The provinces are now reported to be pressing for undoing the separation of the prosecution branch from the investigation wing. There are also reports of a move to merge the investigation and registration branches. The creation of separate branches for prosecution, investigation and registration functions of the police had been suggested by a number of expert bodies much before the National Reconstruction Bureau’s birth. These suggestions had grown out of many rounds of public debate and addressed the problems of inefficiency and corruption both. It is difficult to endorse the move for restoration of status quo ante in the absence of a cogent and convincing statement of objectives.
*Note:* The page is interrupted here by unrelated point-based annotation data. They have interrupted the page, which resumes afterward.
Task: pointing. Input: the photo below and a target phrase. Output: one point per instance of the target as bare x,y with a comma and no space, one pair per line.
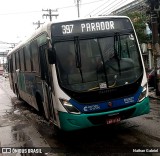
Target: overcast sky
17,16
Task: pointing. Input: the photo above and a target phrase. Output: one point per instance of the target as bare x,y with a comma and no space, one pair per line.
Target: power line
66,7
114,7
103,8
38,24
50,13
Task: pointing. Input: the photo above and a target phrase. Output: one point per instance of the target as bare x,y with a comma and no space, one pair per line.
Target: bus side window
17,60
10,64
14,62
27,57
22,59
35,56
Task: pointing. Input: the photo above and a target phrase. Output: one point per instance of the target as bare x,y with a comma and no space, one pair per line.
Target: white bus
81,73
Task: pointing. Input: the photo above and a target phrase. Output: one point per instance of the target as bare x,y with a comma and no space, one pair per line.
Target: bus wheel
40,105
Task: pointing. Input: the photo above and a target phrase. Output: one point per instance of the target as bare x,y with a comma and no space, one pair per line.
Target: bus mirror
51,56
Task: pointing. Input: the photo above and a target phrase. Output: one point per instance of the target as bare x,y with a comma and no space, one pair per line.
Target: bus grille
99,120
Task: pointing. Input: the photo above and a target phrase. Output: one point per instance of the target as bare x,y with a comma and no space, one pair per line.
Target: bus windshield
98,63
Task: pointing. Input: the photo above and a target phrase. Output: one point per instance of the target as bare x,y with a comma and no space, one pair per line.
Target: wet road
21,126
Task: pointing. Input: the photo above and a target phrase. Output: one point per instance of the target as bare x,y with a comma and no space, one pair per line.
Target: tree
139,21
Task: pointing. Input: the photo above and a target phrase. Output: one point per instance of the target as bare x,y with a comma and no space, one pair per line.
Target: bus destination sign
89,26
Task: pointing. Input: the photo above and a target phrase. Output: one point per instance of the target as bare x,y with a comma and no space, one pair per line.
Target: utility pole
50,13
38,24
77,3
154,11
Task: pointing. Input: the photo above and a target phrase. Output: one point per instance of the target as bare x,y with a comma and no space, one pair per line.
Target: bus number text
67,29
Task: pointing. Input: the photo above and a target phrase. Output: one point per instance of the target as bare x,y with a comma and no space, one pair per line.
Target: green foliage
139,21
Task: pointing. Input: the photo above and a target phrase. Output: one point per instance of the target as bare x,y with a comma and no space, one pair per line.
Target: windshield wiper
117,50
78,56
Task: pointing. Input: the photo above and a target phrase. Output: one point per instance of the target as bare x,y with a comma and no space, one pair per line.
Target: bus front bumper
69,122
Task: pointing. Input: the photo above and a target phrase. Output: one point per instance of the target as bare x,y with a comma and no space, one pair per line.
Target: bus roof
46,28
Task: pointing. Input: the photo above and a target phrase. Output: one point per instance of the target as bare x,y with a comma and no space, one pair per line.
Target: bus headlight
69,107
143,93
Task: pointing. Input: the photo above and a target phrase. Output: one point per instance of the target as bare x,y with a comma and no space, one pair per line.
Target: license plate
113,120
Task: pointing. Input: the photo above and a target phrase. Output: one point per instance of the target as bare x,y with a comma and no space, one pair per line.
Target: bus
81,73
That all administrative mechanisms need periodic updating will not be denied. It is also possible that the changes in some key institutions of governance discussed here have been inspired by considerations of public good. But then the way to purgatory is often paved with good intentions. Ad hoc decisions may sometimes prove good but that does not establish a principle.
Sound administrative change must be backed by a considerable body of literature on the subject, a record of broad-based debate, and consultation with the representatives of the people. Pakistan has already suffered much from the tradition of ad hocism. It needs to break away from this style of governance instead of enlarging the scope of ad hocism.